Another option is to invest in an automatic feeder that dispenses breakfast right on time so your cat doesn’t feel the need to wake you up. You can also fill some puzzle feeders with some of your cat’s regular meal and leave them in various places in the house for your cat to “hunt” for its food.
If you wake up in the middle of the night to your cat staring you down in the dark, chances are she wants to play. Cats are crepuscular, which means they are naturally most alert and active at dawn and dusk. This can be problematic for a cat living with humans, who often prefer to sleep past sunrise. Luckily, cats sleep a lot—about 13 hours a day on average. This means your cat won’t be up the entire night, though it might feel energized for part of the night. Your cat may entertain itself by prowling around the house or hitting up the food bowl (see above should the food bowl go empty). But some cats, especially kittens, can’t resist the temptation to try to wake you up, too, so they can have someone to play with.

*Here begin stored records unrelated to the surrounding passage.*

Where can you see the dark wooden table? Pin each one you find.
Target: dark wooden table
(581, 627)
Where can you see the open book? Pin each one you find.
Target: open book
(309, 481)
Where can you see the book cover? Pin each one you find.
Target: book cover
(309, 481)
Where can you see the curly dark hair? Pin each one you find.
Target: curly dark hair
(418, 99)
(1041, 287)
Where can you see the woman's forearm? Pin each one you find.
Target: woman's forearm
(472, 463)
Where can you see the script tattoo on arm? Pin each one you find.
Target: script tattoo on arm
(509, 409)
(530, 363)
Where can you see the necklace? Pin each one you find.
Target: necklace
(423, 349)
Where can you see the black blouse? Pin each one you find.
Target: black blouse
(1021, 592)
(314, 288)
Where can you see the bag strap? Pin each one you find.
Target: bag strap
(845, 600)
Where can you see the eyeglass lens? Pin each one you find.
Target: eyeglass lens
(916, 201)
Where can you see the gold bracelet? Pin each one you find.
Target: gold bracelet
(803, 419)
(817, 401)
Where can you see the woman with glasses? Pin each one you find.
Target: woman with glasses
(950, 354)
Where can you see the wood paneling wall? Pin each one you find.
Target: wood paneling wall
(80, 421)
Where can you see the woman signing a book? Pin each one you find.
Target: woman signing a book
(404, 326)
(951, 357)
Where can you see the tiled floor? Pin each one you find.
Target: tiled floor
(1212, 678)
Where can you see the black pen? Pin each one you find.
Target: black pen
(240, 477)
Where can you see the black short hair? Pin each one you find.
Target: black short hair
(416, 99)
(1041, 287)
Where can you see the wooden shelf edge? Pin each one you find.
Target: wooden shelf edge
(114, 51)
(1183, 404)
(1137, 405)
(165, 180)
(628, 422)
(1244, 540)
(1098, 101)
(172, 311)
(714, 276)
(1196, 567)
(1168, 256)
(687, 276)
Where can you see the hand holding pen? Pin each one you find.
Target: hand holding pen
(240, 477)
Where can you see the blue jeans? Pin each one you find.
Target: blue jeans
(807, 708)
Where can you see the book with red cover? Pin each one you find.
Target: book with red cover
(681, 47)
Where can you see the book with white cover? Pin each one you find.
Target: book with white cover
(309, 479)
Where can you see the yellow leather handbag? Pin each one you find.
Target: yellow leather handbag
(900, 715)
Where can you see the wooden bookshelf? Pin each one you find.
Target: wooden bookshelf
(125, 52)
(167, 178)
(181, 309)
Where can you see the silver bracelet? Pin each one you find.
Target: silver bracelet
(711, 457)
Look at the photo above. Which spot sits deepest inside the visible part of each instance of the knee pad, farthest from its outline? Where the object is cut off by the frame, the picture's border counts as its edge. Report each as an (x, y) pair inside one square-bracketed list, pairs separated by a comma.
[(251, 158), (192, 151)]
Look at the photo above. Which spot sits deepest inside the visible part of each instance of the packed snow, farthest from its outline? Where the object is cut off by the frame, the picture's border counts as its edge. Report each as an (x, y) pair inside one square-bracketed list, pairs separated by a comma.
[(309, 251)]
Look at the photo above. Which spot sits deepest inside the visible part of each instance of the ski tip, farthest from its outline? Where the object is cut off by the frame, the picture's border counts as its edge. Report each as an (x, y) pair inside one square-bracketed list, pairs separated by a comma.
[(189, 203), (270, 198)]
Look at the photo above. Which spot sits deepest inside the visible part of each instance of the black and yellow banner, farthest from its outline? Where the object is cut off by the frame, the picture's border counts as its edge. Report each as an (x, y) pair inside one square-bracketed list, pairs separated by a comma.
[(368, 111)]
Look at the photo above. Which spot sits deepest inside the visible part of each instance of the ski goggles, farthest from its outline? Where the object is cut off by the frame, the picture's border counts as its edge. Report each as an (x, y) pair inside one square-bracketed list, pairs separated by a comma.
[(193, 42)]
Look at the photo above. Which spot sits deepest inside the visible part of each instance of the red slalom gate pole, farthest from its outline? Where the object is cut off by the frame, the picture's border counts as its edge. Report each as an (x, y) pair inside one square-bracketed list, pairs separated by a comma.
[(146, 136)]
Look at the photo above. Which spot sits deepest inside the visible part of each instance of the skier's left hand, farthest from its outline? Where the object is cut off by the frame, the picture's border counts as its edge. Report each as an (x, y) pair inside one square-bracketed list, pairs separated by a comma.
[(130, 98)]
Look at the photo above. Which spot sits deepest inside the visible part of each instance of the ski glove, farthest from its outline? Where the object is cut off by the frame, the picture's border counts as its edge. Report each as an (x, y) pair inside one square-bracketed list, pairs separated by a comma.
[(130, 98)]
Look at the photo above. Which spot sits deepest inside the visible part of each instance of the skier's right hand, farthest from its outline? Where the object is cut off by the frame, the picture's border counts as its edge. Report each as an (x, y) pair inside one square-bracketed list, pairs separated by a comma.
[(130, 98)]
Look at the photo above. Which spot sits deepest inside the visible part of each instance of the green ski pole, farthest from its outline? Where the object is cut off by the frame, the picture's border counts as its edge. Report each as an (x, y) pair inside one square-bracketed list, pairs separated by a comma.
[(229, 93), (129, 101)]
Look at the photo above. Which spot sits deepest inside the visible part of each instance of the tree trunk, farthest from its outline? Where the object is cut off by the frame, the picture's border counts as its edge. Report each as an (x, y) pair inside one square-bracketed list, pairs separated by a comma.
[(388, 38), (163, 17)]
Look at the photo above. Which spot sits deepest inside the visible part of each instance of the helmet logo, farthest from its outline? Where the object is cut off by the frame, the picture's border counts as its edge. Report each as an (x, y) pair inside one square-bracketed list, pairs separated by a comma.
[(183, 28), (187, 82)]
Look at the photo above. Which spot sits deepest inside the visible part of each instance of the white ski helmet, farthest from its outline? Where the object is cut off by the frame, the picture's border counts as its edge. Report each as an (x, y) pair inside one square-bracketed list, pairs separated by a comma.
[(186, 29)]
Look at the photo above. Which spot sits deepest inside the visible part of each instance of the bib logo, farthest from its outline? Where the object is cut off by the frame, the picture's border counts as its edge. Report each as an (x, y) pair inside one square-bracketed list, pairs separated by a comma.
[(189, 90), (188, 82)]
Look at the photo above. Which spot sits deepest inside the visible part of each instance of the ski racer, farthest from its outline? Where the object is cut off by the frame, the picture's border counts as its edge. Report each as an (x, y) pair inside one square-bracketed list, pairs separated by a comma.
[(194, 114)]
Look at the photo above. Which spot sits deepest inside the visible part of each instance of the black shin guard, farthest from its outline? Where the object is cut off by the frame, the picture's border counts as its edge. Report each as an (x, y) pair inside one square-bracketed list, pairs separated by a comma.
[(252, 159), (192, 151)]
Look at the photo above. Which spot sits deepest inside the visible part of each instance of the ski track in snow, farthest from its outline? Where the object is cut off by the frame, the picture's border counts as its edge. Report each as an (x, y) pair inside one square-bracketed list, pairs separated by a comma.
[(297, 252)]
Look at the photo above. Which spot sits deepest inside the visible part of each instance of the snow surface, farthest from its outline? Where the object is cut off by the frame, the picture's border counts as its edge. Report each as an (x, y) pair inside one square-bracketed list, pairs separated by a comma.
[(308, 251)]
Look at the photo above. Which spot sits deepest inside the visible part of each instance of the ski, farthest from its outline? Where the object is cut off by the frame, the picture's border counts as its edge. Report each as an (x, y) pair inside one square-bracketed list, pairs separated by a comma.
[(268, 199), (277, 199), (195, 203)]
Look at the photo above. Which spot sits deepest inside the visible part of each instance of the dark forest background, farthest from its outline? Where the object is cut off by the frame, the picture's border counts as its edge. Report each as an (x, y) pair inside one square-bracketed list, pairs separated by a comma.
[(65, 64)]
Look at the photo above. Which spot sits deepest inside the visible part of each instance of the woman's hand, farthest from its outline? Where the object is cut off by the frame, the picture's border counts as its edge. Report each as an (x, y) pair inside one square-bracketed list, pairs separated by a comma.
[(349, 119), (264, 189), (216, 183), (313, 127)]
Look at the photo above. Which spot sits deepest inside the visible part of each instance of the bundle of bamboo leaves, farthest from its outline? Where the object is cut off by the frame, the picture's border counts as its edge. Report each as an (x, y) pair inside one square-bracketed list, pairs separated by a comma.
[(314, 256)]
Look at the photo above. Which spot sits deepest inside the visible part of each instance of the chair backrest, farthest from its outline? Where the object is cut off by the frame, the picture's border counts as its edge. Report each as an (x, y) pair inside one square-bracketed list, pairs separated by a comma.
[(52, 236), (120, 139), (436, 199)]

The key to getting your kitty to sleep more at night involves engaging it in more activity and play in the early evening hours. From the time you come home from work, make it your mission to play with your cat, using feather wands, tossing fuzzy mice or balls to chase, or having a fun session with the laser pointer (be sure not to shine the light into your cat’s eyes). Later, when it’s closer to bed time, wind things down with some quiet cuddling and pets on the couch. With enough activity in the evening, your cat should be ready to settle down to sleep when it’s time to get into bed.
Fear or Pain
If your cat is afraid or feeling anxious, she might sit close to you and stare in an attempt to communicate its concern. Cats might also crawl close and stare intently at you if they are experiencing pain. If your cat doesn’t usually stare at you while you’re sleeping, but suddenly begins to do it regularly, take a closer look at the situation. If you have another cat in the house, make sure your cat is not being pestered, ambushed, or even attacked. If your cat is limping, resists being touched, stops eating or drinking, or experiences changes in its litter box habits, schedule a visit with your vet for a checkup.

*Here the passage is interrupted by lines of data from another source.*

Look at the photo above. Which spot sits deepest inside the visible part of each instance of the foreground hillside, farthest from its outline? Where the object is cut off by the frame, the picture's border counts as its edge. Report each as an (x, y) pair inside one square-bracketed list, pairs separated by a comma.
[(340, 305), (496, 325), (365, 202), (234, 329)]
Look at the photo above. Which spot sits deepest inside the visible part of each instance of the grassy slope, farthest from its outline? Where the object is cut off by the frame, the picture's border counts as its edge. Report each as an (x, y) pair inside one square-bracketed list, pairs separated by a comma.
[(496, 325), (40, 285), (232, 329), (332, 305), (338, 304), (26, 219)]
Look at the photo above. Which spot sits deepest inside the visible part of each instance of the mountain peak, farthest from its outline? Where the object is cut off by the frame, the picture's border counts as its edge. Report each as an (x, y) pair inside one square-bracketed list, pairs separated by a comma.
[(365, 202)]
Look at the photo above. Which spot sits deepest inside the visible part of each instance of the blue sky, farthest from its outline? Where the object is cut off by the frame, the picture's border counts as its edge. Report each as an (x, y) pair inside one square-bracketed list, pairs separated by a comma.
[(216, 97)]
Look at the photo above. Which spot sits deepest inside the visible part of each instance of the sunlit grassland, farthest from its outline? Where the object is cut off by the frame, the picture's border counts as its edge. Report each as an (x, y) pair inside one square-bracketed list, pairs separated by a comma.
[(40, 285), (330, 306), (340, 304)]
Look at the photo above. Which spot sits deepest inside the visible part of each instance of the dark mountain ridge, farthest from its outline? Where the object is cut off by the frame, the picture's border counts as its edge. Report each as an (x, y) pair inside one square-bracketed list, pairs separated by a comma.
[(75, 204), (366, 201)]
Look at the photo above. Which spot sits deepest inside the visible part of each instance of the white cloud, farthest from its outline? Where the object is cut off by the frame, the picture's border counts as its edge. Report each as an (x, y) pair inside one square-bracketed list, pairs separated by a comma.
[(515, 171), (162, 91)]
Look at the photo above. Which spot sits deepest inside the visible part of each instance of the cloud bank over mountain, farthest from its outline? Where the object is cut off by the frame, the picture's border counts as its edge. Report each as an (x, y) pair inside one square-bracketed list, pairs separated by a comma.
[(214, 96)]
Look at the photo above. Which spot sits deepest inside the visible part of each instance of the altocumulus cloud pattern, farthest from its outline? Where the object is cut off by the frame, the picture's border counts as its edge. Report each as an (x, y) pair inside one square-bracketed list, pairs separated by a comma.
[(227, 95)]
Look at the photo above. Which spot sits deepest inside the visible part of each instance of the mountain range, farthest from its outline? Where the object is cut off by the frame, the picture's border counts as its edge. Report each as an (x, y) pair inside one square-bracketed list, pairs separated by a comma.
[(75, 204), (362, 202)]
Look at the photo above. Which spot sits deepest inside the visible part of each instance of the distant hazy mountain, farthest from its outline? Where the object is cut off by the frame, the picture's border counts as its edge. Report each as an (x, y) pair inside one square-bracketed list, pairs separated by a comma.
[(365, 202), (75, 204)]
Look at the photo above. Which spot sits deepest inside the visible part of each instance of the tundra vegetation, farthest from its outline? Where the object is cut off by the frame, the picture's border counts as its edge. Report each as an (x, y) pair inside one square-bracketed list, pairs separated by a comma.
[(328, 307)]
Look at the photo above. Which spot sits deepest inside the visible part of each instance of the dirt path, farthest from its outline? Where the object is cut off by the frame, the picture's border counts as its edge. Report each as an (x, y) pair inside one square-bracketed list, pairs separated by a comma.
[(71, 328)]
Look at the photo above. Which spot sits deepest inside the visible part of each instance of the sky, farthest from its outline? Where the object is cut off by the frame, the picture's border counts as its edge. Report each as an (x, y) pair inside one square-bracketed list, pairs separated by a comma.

If your cat stares at you while you sleep, it might simply be conveying its deep love and affection for you. If the staring is accompanied by purring, head butts, slow blinks, and facial rubbing, you can be certain that she’s expressing her love. This reason for your cat staring at you while you sleep is harder to resolve than some others, and maybe you don’t want to, especially if your cat is not disturbing your beauty rest. After all, cats can be choosy with their affection, so roll over, pull up the covers and consider yourself blessed to be loved by your feline friend.